Traditional panels are dead! – Webinar recap

Yabble January 31, 2024

Of course, traditional panels aren’t truly dead – there is still a valid place for them as a part of your insights strategy. 

But we’re in a new age of data creation. Let’s stop pretending that human opinion is the gold standard. 

Below is a partial transcript of our recent webinar 'Traditional panels are dead!', presented by Doug Guion, an industry expert with over 25 years of experience in the data collection and market research space, who delves into: 

  • How synthetic data is stacking up against traditional sample across accuracy, relevancy, and quality of insight 
  • When and why panel research still holds its ground and how it can be effectively combined with AI-driven methods for unparalleled results 
  • How brands are using synthetic data TODAY to supercharge their insights 

Explore the transformative role of synthetic data in market research with insights from Doug Guion’s webinar. Keep reading to uncover the potential, applications, and common misconceptions of synthetic data... 


Traditional panels are dead! 

All of the images from today's slides were generated through a chat GPT. There's lots of other ways to do it, but that's part of the fun of creating webinars now, being able to make your own images fit for purpose. 
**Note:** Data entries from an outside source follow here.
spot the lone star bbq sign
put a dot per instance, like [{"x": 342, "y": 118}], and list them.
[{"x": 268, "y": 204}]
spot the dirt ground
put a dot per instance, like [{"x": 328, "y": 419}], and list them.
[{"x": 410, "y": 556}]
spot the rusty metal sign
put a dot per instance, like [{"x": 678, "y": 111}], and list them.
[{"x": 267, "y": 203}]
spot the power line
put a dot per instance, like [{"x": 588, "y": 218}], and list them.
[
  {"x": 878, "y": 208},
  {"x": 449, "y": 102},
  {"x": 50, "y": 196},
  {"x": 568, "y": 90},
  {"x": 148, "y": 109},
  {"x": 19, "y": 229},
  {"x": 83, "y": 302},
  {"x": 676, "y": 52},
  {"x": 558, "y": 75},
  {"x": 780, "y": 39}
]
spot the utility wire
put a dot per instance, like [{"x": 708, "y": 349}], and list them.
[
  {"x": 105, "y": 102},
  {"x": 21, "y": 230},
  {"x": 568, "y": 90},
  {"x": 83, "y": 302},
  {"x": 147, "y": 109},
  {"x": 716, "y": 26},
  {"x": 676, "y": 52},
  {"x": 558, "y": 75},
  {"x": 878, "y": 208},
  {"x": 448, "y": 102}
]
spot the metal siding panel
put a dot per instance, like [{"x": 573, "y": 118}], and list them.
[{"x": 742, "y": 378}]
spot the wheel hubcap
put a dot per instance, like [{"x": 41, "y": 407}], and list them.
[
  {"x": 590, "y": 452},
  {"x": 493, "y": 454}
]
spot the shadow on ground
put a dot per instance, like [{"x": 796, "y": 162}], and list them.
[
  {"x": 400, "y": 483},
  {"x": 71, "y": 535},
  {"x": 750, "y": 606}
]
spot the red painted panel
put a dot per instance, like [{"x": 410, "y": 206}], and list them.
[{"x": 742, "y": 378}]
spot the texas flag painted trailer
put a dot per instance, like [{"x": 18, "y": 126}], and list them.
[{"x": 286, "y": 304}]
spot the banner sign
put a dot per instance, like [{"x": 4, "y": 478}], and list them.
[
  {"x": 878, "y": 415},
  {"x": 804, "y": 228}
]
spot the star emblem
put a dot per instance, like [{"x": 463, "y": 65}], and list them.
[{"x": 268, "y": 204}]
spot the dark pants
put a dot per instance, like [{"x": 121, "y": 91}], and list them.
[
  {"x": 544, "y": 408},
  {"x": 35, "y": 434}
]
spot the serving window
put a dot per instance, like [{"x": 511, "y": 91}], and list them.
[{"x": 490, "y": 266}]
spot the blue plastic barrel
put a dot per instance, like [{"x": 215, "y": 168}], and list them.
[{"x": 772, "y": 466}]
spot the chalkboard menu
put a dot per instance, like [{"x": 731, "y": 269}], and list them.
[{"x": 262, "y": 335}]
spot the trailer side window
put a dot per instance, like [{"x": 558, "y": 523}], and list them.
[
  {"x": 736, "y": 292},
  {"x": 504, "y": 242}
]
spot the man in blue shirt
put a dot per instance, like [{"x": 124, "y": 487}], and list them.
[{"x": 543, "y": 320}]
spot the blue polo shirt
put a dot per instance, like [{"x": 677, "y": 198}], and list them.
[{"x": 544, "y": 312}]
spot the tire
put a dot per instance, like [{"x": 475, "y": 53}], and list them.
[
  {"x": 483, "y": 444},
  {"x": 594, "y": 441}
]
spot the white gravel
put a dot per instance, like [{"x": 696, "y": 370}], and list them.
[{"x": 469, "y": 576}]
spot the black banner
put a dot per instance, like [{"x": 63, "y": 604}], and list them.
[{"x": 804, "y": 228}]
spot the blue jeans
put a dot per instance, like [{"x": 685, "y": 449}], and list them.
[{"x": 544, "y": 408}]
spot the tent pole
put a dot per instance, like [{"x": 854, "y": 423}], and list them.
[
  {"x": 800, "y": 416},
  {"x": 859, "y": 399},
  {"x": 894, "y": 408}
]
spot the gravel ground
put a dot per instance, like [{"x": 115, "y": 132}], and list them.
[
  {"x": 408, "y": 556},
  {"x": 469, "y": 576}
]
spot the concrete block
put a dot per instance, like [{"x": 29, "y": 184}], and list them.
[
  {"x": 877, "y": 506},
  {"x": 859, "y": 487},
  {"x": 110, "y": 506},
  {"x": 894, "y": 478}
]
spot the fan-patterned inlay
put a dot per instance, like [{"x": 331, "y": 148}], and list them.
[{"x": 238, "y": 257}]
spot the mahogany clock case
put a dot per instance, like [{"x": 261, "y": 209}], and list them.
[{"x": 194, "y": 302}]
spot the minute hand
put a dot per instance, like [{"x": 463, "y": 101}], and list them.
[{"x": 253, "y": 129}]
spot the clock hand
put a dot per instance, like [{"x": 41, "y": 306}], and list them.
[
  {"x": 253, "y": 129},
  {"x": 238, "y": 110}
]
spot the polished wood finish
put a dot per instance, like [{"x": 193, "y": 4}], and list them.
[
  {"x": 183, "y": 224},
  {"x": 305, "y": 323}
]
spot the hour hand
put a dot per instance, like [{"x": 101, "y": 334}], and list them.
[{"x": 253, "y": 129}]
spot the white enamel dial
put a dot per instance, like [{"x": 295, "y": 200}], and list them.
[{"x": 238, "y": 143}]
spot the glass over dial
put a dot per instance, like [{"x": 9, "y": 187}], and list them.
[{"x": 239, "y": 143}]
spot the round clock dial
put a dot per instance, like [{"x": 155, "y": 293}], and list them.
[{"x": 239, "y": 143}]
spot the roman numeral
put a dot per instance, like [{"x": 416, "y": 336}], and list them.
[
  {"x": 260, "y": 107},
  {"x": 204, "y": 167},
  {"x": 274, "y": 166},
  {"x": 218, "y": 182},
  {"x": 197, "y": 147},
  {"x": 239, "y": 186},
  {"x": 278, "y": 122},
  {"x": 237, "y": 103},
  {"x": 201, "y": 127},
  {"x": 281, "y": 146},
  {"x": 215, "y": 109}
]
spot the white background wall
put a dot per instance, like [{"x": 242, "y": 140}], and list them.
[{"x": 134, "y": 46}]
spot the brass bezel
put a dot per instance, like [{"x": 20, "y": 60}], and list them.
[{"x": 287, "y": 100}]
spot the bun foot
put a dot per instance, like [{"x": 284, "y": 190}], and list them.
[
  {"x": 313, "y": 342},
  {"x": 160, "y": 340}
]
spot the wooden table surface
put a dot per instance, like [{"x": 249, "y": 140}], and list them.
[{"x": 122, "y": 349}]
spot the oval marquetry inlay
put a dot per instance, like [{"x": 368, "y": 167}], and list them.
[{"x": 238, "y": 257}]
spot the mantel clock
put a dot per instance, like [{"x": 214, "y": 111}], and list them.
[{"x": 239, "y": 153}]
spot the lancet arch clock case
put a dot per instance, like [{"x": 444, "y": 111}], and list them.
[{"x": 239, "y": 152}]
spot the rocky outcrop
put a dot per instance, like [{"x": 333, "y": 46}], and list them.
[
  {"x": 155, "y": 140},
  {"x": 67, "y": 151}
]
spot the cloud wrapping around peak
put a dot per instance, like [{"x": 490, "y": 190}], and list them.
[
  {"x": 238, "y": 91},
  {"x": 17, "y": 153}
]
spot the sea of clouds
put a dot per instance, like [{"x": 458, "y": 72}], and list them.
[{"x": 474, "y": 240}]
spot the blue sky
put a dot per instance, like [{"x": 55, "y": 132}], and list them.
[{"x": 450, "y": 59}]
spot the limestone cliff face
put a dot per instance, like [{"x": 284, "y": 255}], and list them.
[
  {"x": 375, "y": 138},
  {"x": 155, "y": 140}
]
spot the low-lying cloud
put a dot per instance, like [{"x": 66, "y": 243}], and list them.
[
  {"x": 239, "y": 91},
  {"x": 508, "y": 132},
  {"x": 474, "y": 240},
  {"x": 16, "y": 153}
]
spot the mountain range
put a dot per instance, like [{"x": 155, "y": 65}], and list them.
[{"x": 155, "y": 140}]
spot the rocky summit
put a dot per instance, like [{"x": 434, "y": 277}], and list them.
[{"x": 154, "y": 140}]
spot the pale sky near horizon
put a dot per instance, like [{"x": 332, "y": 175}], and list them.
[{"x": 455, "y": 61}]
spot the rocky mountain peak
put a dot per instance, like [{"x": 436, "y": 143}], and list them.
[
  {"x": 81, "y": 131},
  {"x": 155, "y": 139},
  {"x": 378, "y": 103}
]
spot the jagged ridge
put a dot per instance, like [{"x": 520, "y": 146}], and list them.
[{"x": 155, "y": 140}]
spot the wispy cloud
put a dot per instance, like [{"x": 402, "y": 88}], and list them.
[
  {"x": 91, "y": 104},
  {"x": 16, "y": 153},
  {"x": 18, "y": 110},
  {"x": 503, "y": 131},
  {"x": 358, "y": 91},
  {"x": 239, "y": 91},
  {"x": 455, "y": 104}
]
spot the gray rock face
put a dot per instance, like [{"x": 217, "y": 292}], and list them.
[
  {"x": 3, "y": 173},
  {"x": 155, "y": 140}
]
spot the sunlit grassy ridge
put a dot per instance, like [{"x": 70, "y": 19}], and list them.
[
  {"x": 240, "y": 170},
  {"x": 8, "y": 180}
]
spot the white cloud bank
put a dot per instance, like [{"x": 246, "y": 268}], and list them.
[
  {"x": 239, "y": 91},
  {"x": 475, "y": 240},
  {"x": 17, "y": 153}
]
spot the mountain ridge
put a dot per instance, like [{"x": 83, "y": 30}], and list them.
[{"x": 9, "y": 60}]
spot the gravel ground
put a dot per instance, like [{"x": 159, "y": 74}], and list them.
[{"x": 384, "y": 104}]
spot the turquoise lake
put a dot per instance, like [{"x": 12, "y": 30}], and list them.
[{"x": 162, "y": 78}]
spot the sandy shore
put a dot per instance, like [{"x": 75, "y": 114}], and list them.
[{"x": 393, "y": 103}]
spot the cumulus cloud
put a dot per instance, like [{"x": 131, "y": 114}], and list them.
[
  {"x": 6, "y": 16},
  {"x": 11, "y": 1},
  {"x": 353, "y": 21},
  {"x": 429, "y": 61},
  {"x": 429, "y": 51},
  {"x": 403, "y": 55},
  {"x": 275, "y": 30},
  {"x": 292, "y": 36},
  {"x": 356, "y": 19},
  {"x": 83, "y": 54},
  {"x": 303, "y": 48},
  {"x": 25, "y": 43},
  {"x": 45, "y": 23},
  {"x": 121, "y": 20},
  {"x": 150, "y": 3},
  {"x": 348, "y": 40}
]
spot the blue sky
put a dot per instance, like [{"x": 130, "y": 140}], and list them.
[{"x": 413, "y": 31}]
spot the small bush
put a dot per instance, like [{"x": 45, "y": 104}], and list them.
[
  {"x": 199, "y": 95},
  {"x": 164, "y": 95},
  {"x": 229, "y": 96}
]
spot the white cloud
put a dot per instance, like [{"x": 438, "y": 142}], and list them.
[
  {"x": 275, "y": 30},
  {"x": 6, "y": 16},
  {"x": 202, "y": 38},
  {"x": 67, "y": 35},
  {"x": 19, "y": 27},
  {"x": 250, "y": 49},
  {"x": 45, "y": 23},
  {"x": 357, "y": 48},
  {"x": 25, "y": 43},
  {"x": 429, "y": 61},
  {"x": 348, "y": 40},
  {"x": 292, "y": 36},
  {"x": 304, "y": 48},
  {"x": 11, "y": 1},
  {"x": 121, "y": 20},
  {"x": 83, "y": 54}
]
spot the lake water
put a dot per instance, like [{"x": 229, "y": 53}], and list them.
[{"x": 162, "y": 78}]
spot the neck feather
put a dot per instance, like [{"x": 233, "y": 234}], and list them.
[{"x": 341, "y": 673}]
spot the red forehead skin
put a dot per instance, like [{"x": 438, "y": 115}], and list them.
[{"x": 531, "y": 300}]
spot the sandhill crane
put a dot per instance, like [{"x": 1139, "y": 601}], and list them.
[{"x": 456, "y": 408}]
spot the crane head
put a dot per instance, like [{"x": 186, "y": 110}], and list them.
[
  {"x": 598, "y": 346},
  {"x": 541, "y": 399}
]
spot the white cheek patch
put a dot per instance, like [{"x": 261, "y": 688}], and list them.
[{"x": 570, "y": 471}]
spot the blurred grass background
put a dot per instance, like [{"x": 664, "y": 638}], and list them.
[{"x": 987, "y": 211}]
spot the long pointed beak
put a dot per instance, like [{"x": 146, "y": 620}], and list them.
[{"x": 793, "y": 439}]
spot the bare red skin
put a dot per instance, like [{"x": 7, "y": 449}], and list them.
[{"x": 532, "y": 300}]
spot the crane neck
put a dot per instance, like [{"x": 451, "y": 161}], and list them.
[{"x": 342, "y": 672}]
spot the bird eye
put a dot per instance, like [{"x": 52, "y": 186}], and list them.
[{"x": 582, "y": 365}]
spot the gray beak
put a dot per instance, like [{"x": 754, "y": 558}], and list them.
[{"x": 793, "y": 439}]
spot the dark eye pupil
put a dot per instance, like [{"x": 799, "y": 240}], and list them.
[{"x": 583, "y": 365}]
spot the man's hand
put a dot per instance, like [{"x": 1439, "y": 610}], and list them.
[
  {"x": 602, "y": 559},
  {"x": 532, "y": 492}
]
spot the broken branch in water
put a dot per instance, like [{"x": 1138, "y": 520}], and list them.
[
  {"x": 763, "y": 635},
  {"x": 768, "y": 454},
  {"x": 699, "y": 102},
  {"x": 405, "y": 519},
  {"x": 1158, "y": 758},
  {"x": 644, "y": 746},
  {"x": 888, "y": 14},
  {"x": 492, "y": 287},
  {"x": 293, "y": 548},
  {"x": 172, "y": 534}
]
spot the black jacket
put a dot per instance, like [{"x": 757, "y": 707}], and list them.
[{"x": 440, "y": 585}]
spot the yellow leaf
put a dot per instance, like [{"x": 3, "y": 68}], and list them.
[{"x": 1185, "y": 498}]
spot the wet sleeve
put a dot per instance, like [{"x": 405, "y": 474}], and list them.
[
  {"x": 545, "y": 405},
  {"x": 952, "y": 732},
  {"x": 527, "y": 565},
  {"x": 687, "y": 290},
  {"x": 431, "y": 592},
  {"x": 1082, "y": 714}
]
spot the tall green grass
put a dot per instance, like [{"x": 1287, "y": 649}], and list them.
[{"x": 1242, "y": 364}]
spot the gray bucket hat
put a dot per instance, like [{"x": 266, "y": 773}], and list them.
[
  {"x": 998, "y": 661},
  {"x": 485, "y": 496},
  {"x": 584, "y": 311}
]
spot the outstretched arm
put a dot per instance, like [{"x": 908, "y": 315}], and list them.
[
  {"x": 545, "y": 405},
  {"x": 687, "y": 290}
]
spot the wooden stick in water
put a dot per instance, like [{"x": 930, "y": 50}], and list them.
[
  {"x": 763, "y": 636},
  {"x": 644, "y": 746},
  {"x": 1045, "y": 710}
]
And why don't we go ahead and get started? Hi, everybody, my name's Doug Guion. Thanks a lot for coming today. We're here to talk about synthetic data in the market research space. And more specifically, an education in what's happening with synthetic data and where I see things going. 

And I've been around in around the market research space for better part of 25 years. I’ve seen a lot of technologies come and go and I've never seen one generate as much negative reaction or fear-based reaction as I have with synthetic data. 

So a lot of today is about hopefully opening people's minds. It's not to sell you on anything, it's not to try to convince you to change everything that you're doing. But skepticism, I expected, and even deep skepticism, I expected. But what I've been met with is contempt prior to investigation.

People saying, nope, it'll never work. This can't happen. And I think that's a, well, decidedly uncurious response to something that's really interesting from people who are naturally curious. 

And I think it's perilous. 

Today I want to talk a little bit about synthetic data in general because I'm finding that there's a lack of understanding or misunderstanding which leads to reservations about trying it. A bit about why this space is going to move or at least I believe it will move much more quickly than anything you've seen previously. Talking about the way that panels or online market research or information gathering is happening today. Some examples of how real brands are using virtual audiences or synthetic data to be able to answer business questions and then an overview of how it happens. 

And more than anything, as we're all here, standing at the press base of technology that literally moves a thousand times faster than we do, there's three things I want to leave you with: 

  1. Do I have an open enough mind to the prospect of what's coming and what's happening?
  2. Am I aware of how quickly it's happening and going to happen?
  3. And am I curious enough in my business in the way that I'm approaching things? 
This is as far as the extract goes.